The one tip I think is universal to all couples embarking on the journey to “I do” is work on yourself, first. Know who you are, be confident in who you are and build on a solid foundation.
I asked Nu Bride couples to list their top tip to plan for a healthy happy marriage. Some of the answers were enlightening, others refreshing, and others; downright hilarious. Here are a few of my favourites:
Equal balance of time apart and time saved especially for the two of you. No interruptions.
Honesty…..and a LOT of laughter
Trust and champagne… (LOL)
Communication! And to have fun – (Nu Bride: This is a great tip. Recent reports from charities encouraging positive wellbeing all put a huge emphasis on the importance of ‘play’ in our adult lives. Doing things for fun, learning new things together)

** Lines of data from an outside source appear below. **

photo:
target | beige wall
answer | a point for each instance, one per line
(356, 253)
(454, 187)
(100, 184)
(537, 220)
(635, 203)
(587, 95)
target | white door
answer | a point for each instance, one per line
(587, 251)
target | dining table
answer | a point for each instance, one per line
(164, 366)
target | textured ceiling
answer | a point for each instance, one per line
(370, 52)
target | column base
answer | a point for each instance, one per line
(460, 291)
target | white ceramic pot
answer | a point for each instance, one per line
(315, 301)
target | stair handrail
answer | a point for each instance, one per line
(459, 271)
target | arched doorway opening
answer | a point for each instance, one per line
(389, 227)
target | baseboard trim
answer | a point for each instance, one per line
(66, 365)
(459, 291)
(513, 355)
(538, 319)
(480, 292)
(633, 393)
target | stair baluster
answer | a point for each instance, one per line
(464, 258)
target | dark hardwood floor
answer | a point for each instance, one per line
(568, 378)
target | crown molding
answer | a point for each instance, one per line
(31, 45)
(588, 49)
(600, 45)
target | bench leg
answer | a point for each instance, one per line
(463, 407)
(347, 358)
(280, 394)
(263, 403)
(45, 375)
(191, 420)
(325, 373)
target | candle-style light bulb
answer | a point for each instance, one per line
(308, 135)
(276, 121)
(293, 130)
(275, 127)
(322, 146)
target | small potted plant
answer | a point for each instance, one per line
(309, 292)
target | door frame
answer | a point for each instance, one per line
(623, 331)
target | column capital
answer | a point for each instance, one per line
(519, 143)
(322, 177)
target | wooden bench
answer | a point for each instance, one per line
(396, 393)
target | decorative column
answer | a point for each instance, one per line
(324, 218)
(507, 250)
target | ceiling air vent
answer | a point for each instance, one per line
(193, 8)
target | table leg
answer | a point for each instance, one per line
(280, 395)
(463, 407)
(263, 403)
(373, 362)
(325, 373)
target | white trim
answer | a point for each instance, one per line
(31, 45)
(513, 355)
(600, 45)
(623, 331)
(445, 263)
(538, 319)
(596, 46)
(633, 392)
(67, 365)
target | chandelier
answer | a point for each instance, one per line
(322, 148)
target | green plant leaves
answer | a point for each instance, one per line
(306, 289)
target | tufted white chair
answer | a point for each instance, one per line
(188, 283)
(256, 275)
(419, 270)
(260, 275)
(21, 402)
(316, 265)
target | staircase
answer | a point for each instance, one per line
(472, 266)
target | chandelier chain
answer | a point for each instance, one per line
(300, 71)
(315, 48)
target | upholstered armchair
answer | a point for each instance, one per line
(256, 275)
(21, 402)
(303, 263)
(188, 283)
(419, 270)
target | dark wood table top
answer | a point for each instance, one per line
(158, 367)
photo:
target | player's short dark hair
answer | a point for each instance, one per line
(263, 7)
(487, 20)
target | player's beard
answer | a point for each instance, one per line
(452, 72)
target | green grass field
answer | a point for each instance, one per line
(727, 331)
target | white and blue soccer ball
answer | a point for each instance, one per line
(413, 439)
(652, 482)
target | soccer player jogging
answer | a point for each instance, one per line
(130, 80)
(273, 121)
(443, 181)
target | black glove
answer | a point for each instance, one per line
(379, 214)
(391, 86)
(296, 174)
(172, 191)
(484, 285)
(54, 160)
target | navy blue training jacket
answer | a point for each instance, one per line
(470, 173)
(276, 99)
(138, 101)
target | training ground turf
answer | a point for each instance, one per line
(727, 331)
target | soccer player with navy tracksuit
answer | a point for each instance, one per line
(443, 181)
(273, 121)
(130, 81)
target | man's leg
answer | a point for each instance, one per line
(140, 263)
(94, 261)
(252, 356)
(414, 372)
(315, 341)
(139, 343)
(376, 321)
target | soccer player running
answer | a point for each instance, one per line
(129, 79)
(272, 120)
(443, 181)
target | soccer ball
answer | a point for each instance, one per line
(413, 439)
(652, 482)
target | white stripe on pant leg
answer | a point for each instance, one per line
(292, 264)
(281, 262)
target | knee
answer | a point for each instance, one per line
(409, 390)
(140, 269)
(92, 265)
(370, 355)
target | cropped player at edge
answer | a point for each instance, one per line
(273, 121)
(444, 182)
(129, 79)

Don’t work towards perfection, work towards authenticity
Being open, compromise, understanding and honesty. The most important thing to building on a successful marriage is really knowing yourself and the person you are marrying
The answer is FOOD and SHOES! And lots of it!! A way to a mans heart is through his belly, and a way to a woman’s heart is through a good pair of shoes! (Nu Bride: Who knew! Problem solved! lol!)
Phone passwords (LOL!)
A woman who loves watching Predator Pssst….You can tell which comments are coming from the gents can’t you!)
Great relationships come from having great foundations with lots of smiling and laughter.
Don’t compare yourself to other people’s relationships, everyone is different.
Talking together and laughing together. Seek things to laugh at. Learn new things and repeat old things too.
Learn that your partner may not express love in the same way that you do. You both have to appreciate and understand that
Never go to bed on an argument, life is too precious
Respect and kindness
Aren’t some of these gorgeous. What are your tips to planning and preparing for a happy marriage?